Taking a trip down memory lane, ‘Yada Yada Yada: A '90s Sitcom Special’ effectively turned back time to a much loved decade.
Dropping tunes from our favourite hit programs – like ‘90210’, ‘The Babysitters Club’, ‘Friends’ and ‘The Fresh Prince of Bel-Air’ (just to name a few) – comedy duo Lauren Edwards and Jude Perl celebrated an iconic era of television history.
It’s crazy to think it’s been more than 20 years since the 90s were first upon us – where influential characters like Ross and Rachel, Elaine and Jerry and even Brenda and Dylan graced our TV screens.
Those were the days of VHS tapes, Cosmopolitan quizzes and writing letters to our heartthrobs in hopes they’ll respond.
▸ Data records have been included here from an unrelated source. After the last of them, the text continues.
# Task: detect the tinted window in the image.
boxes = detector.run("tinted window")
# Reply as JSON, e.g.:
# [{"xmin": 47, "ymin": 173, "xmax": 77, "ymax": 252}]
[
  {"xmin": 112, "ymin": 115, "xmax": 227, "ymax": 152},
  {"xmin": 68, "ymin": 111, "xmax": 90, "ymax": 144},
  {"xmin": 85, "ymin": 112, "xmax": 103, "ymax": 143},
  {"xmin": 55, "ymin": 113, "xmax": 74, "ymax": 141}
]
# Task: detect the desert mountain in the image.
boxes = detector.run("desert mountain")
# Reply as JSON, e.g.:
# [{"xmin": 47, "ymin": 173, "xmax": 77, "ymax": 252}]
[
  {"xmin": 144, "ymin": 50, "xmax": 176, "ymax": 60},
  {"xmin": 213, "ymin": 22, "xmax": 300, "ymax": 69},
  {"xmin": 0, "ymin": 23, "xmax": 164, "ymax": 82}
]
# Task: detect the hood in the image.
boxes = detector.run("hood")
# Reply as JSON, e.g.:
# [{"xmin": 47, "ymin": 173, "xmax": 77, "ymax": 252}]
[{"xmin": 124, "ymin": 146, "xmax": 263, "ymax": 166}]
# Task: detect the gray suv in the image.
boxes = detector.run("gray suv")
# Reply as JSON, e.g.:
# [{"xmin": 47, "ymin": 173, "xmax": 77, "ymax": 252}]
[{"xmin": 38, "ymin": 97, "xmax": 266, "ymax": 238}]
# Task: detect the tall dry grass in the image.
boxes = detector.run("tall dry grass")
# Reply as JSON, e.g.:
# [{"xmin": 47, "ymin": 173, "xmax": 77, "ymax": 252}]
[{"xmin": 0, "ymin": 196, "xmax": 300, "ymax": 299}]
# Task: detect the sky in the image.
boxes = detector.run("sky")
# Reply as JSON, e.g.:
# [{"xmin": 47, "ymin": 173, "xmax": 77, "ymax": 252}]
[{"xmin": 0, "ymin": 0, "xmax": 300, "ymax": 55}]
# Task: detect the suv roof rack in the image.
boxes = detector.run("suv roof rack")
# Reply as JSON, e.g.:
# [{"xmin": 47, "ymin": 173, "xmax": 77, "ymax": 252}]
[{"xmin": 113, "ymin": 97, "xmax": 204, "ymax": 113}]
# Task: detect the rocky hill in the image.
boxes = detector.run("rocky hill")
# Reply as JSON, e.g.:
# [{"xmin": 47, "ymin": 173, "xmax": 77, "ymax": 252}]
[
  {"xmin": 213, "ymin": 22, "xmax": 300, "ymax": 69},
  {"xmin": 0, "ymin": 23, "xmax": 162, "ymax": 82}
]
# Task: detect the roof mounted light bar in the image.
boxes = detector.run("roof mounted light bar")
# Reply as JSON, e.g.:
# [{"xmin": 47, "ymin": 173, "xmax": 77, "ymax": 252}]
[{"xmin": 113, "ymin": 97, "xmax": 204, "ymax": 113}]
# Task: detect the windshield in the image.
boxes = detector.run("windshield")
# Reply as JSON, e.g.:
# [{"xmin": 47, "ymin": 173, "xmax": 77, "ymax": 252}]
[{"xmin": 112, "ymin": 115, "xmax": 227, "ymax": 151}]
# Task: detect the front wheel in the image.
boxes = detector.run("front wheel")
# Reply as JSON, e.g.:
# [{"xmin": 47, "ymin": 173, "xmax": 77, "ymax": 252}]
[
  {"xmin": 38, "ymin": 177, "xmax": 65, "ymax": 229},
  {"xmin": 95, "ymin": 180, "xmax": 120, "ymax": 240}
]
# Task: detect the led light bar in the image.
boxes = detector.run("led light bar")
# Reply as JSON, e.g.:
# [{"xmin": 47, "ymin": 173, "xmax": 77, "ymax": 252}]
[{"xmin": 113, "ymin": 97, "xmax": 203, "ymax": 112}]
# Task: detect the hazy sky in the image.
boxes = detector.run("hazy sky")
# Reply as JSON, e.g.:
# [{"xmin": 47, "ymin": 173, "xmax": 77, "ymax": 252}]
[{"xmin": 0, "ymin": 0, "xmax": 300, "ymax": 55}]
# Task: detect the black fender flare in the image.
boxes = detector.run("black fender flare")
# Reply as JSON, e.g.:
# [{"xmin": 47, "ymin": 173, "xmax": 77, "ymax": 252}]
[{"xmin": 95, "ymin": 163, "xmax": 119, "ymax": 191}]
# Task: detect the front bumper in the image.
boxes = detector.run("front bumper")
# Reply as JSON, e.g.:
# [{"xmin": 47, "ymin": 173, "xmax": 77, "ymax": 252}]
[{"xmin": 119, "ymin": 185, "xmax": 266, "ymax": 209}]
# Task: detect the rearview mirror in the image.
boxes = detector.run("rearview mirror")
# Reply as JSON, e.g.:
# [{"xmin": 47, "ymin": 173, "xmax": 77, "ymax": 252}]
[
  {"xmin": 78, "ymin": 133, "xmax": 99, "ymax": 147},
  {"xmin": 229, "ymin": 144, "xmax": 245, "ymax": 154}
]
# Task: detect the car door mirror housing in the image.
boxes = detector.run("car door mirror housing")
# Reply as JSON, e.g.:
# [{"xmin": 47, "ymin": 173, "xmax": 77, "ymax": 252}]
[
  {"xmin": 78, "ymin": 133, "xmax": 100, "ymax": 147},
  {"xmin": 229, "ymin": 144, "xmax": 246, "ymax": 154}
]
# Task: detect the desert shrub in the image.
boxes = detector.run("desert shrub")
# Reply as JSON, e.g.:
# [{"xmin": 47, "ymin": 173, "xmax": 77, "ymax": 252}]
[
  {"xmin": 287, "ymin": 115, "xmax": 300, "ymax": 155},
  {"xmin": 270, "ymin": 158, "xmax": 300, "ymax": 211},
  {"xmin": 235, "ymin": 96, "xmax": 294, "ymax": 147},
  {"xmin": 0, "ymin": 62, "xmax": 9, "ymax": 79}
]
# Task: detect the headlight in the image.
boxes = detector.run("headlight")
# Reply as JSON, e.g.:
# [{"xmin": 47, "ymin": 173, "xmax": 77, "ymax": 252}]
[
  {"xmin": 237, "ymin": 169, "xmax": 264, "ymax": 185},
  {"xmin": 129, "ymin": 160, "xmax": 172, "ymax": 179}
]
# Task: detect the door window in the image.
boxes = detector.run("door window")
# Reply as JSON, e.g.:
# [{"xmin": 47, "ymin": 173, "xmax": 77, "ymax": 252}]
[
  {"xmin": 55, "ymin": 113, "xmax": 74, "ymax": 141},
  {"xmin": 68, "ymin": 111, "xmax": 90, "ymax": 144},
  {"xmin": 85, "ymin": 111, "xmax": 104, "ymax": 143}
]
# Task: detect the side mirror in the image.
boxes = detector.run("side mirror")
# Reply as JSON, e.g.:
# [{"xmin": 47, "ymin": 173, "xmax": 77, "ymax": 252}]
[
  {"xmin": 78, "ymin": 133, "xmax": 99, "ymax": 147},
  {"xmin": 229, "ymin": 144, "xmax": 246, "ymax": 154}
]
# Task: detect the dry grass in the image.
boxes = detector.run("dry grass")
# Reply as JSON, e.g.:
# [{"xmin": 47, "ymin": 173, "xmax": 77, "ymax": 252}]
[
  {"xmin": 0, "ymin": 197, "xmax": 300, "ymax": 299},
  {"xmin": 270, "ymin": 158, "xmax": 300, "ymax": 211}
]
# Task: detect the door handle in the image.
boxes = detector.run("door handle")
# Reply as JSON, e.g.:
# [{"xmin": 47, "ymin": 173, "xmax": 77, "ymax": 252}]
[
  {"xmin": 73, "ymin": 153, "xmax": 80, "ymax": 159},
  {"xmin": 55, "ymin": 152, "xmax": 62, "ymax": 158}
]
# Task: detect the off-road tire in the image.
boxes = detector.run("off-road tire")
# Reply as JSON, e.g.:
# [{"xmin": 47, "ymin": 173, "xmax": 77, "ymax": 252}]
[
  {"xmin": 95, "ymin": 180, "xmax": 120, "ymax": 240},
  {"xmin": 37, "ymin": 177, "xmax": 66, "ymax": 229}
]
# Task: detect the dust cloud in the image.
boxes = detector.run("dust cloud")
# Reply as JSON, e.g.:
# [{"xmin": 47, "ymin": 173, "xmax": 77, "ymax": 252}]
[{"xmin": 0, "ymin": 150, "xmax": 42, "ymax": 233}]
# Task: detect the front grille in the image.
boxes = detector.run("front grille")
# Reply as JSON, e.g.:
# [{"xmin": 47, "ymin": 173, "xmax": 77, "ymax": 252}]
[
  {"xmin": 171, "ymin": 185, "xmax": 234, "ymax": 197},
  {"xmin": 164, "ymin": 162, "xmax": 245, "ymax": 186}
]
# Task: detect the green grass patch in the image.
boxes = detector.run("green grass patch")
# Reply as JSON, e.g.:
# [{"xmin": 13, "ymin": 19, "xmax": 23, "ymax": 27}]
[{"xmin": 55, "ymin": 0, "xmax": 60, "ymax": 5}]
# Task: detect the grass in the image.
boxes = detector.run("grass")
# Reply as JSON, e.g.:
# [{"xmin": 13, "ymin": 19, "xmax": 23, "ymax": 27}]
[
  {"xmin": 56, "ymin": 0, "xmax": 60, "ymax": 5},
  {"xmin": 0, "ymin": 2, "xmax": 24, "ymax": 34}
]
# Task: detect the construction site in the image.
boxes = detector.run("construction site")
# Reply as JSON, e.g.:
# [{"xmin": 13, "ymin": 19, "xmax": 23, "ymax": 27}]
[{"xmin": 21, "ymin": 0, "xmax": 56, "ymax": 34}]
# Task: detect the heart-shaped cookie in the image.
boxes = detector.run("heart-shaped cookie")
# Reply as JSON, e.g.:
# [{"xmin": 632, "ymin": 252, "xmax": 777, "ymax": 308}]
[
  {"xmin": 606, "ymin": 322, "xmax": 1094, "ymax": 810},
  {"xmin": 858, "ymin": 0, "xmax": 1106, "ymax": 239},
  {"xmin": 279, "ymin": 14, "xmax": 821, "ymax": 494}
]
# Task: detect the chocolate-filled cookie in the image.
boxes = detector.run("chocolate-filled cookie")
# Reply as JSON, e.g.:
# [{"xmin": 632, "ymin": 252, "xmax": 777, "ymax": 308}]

Many things may have changed, but the memories still remain.
Assisting us with this nostalgic nod, Lauren and Jude cleverly impersonated Fran and Yetta from the hit series ‘The Nanny’. With Yetta dressed in a florescent track suit and Miss Fine’s symbolic style and leopard print flair, the duo sassed their way through a 50-minute performance.
‘Yada, Yada, Yada’ takes its name from a ‘Seinfeld’ episode, where character George Costanza worries about his girlfriend using the phrase to hide things. Unlike that particular instance, Lauren and Jude left nothing off the table and happily glided through the age, reliving every possible '90s element.
Comparing life from then to now, the act followed the premise of the two stars filming a '90s television special – using the audience as viewers at home. During commercial breaks, the duo would break from character to bring all topics back to reality.
While humour missed the mark in some components, as it was very particular to the decade and guided by canned laughter, the show was packed with enough flashbacks that it sent you into a spiral of childhood memories.
Lauren and Jude are incredible actresses and brilliant musicians. With tangents of self-promotion and real honesty, their impromptu abilities allowed them to transition between scenes effortlessly. Not to mention, they have excellent chemistry and comic timing. The camaraderie between them was evident.
The girls had a hard task ahead of them when impersonating two iconic superstars, but they handled their roles well. They showed skill and dedication in their ability to switch quickly between real life and fantasy characters. ‘Yada, Yada, Yada’ was a polished and well-rehearsed presentation.
Although the show was filled with great performances, it did feel misplaced within the context of the Brisbane Comedy Festival. Yes, there were some laughs, but the show was a cabaret, styled with original scores and beautiful ballads.
Despite this, the audience still delighted in experiencing two very talented performers. The '90s would be proud.